Данн холодно усмехнулся.
— Лично я считаю, что нет.
— И что, по-вашему, мы должны предпринять, отец?
— Ответ однозначен. Молиться, мой друг, молиться.
От Ворот Святой Анны до спартански обставленных апартаментов монсеньера было минут десять ходьбы. Санданато вошел в комнату и уселся за шаткий столик у окна, выходящего на тихую боковую улочку. Налил в плошку пальца на три виски «Гленфиддич», поболтал, наблюдя за тем, как лижет внутренние края посуды янтарная жидкость. Как-то Санданато посещал семинар в Глазго, где его и познакомили с настоящим солодовым виски. Итальянцы никогда не были любителями этого напитка, но монсеньору из Ватикана он очень понравился. И «Гленфиддич» стал одним из любимых его сортов. Он отпил глоток, потом блаженно закрыл глаза, ощущая, как приятное тепло разливается по гортани и желудку. Потер костяшками пальцев веки, чтоб снять усталость. Новости не слишком приятные, все идет наперекосяк, что еще остается, как не напиться? Затем он включил запись оперы «Риголетто», где главные партии исполняли Каллас, ди Стефано и Гобби. Он ждал, когда Каллас запоет свою знаменитую арию «Cara nome», при звуках ее божественного голоса по коже пробегали мурашки. Просто удивительно, что женщина столь хрупкого телосложения может легко брать такие высокие ноты.

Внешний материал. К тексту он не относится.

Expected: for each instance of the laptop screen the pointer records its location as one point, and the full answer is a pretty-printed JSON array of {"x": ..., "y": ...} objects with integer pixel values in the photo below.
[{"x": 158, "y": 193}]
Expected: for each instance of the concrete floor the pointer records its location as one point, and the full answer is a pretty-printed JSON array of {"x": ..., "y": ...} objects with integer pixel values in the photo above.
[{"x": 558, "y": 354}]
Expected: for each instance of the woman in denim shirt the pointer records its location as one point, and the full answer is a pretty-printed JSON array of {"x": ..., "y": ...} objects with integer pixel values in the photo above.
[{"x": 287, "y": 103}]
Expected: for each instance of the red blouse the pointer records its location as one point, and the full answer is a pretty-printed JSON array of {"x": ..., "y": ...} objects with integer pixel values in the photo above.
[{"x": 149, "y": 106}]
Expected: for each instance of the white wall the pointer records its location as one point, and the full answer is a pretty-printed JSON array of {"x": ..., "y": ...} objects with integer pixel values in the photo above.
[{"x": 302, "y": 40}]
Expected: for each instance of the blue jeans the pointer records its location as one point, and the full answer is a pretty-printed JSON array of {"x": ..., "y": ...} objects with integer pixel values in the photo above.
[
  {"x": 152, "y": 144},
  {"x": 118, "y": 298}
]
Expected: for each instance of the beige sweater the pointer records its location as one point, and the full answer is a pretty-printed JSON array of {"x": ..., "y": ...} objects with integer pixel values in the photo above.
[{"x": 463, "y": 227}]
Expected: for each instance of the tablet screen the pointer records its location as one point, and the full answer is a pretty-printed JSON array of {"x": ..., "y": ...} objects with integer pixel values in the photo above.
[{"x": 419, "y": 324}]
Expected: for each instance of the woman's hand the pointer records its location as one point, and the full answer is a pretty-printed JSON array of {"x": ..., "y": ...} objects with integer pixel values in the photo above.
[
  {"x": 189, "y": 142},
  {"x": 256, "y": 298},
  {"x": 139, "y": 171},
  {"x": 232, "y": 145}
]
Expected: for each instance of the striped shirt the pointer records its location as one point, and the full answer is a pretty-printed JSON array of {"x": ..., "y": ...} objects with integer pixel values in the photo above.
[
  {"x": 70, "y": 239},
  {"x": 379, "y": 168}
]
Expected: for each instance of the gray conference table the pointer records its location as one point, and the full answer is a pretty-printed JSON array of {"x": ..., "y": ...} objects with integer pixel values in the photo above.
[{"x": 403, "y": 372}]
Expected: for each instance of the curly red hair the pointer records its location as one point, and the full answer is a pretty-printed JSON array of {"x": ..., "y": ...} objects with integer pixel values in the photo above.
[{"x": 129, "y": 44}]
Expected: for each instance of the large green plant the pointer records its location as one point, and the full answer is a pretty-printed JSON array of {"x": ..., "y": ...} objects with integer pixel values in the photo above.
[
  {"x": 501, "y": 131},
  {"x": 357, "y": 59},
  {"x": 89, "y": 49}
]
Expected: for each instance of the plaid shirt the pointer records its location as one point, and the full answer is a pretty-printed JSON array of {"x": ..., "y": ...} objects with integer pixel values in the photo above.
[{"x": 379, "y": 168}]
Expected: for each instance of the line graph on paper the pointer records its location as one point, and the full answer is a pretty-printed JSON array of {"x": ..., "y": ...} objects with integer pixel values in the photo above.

Все свою жизнь он проводил в борьбе с частыми приступами депрессии. И всегда проигрывал эту борьбу. Везде, куда ни глянешь, тьма так и манит тебя. Когда он видел, что творится с Церковью, то испытывал адские, почти физические муки, словно в него тыкали раскаленной кочергой. Теперь над Церковью сгущаются новые тучи, ее необходимо спасать. Он видел страх в глазах самого Папы, чувствовал его смятение, неспособность справиться с ситуацией. К тому же скоро Папой станет другой человек...
Санданато открыл глаза и наблюдал за тем, как соседская проститутка пристает к мужчине на улице. Она зазывно хохотала визгливым неестественным смехом, такие визги может издавать только драная мартовская кошка, затем повисла на руке мужчины. И утащила его к себе, в гнездышко, на грязные простыни, где пахло потом, высохшей спермой и дешевыми духами. Он отчетливо помнил этот отвратительный запах, так пахло у шлюхи, которая однажды заманила его к себе. Санданато глотнул обжигающе крепкого виски, чтоб прогнать воспоминание об этой вони.
Потом подлил еще виски из бутылки и долго смотрел на свое отражение в оконном стекле. Не мешало бы побриться. Изо рта воняет, наверное, съел что-то неподходящее за обедом, хотя вроде бы к блюдам почти не прикасался. Где Дрискил и чем он занимается? Он резко встал, отодвинул кресло к стене и принялся нервно расхаживать по маленькой комнате. Одиночество давило на него. Надо было остаться ночевать в Ватикане. Там его настоящий дом. Там вся его жизнь. В Церкви.
Он понимал, куда могут завести такие мысли, но слабо противился им. Одиночество и отчаяние — вот что заставляло его думать о сестре Элизабет.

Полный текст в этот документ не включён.